Between invention and mess: Marginal Cinema and the representation of brazilian reality in the leading years of the military dictatorship
Cinema Marginal; Brazilian Experimental Cinema; Cinema and Dictatorship; Aesthetics of Garbage; Brazilian Counterculture; Latin American Cinema, Sociology of Culture and Art.
Brazilian Marginal Cinema was an experimental film movement active during the 1960s and 1970s. Its independently produced films were made outside the institutional framework of Embrafilme — a state-owned company established in 1969 to regulate, produce, and distribute works intended to promote national culture — and were developed by production companies such as Boca do Lixo and Belair. Influenced by countercultural movements, these filmmakers sought to break with Hollywood industrial standards by embracing auteur cinema and by ridiculing conventional narrative and aesthetic forms associated with mainstream cinema and advertising. By foregrounding the precariousness of their productions, they transformed cinema into a space for discussion and denunciation of Brazil’s condition as a peripheral nation. Considered subversive by both critics and state censorship, these films are marked by provocations concerning politics, morality, and the social norms endorsed by the conservative regime. This dissertation aims to analyze Brazilian Marginal Cinema through its historical, aesthetic, and political conditions, investigating its strategies of action during the “Anos de Chumbo” of the Brazilian civil-military dictatorship.
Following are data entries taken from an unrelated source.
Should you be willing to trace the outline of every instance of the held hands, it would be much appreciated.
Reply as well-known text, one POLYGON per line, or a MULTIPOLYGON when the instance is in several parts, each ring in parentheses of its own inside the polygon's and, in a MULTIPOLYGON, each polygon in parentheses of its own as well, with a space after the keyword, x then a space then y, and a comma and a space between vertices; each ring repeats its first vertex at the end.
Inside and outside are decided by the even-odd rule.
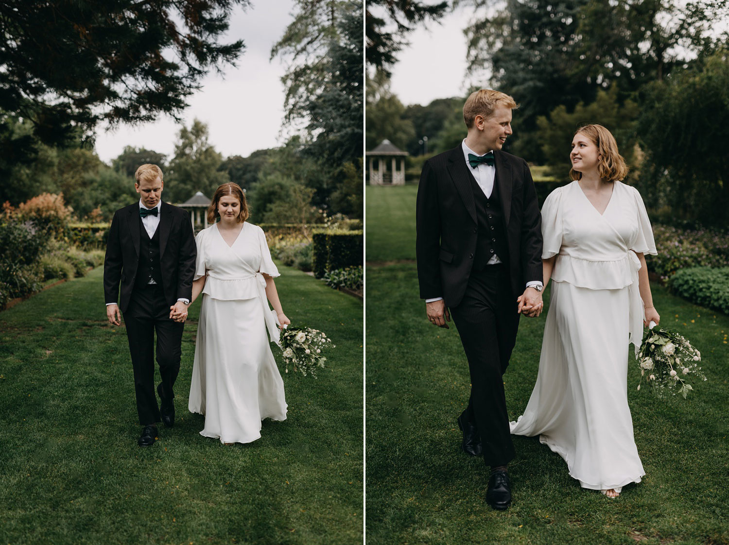
POLYGON ((448 313, 448 308, 445 307, 445 302, 443 299, 440 299, 437 301, 426 303, 425 313, 428 315, 428 320, 434 326, 445 327, 446 329, 451 329, 445 323, 446 321, 451 321, 451 315, 448 313))
POLYGON ((184 323, 187 319, 187 305, 182 301, 178 301, 170 307, 170 319, 181 324, 184 323))
POLYGON ((650 324, 650 321, 652 320, 655 322, 655 325, 658 325, 660 323, 660 315, 655 310, 655 307, 645 307, 645 319, 643 320, 643 325, 646 327, 650 324))
POLYGON ((544 308, 542 292, 534 288, 525 289, 524 293, 516 298, 516 302, 518 304, 516 312, 528 318, 537 318, 544 308))
POLYGON ((119 305, 107 305, 106 318, 109 319, 109 324, 112 324, 114 326, 122 325, 122 315, 119 312, 119 305))
POLYGON ((291 320, 286 318, 286 315, 284 314, 283 311, 280 313, 276 313, 276 315, 278 317, 278 324, 281 324, 280 326, 278 326, 279 329, 283 329, 284 326, 288 326, 289 324, 291 324, 291 320))

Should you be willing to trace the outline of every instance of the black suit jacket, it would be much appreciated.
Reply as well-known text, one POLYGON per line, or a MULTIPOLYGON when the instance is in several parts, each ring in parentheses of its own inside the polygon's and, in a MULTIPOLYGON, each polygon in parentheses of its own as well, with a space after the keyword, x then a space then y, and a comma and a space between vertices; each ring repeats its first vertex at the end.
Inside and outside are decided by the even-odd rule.
MULTIPOLYGON (((526 162, 499 150, 494 160, 515 305, 526 282, 542 280, 542 216, 526 162)), ((459 144, 425 162, 418 187, 420 297, 443 297, 448 307, 458 306, 463 298, 478 236, 468 169, 459 144)))
MULTIPOLYGON (((104 294, 106 302, 117 302, 126 312, 139 264, 139 203, 117 210, 112 220, 104 261, 104 294)), ((192 278, 198 248, 190 214, 167 203, 160 211, 160 267, 165 299, 170 306, 178 299, 192 298, 192 278)))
The first chapter adopts Raymond Williams’s cultural materialism as a methodological framework to examine the social, political, and artistic context of the period. The second chapter analyzes the group’s aesthetic choices and their political potential. The third chapter presents a close film analysis, focusing on the emergence of textual, visual, and sonic elements related to Brazilian identity. The films analyzed are Meteorango Kid, O Herói Intergaláctico (1969), by André Luiz Oliveira; Copacabana, Mon Amour (1970), by Rogério Sganzerla; and Orgia ou o Homem Que Deu Cria (1970), by João Silvério Trevisan.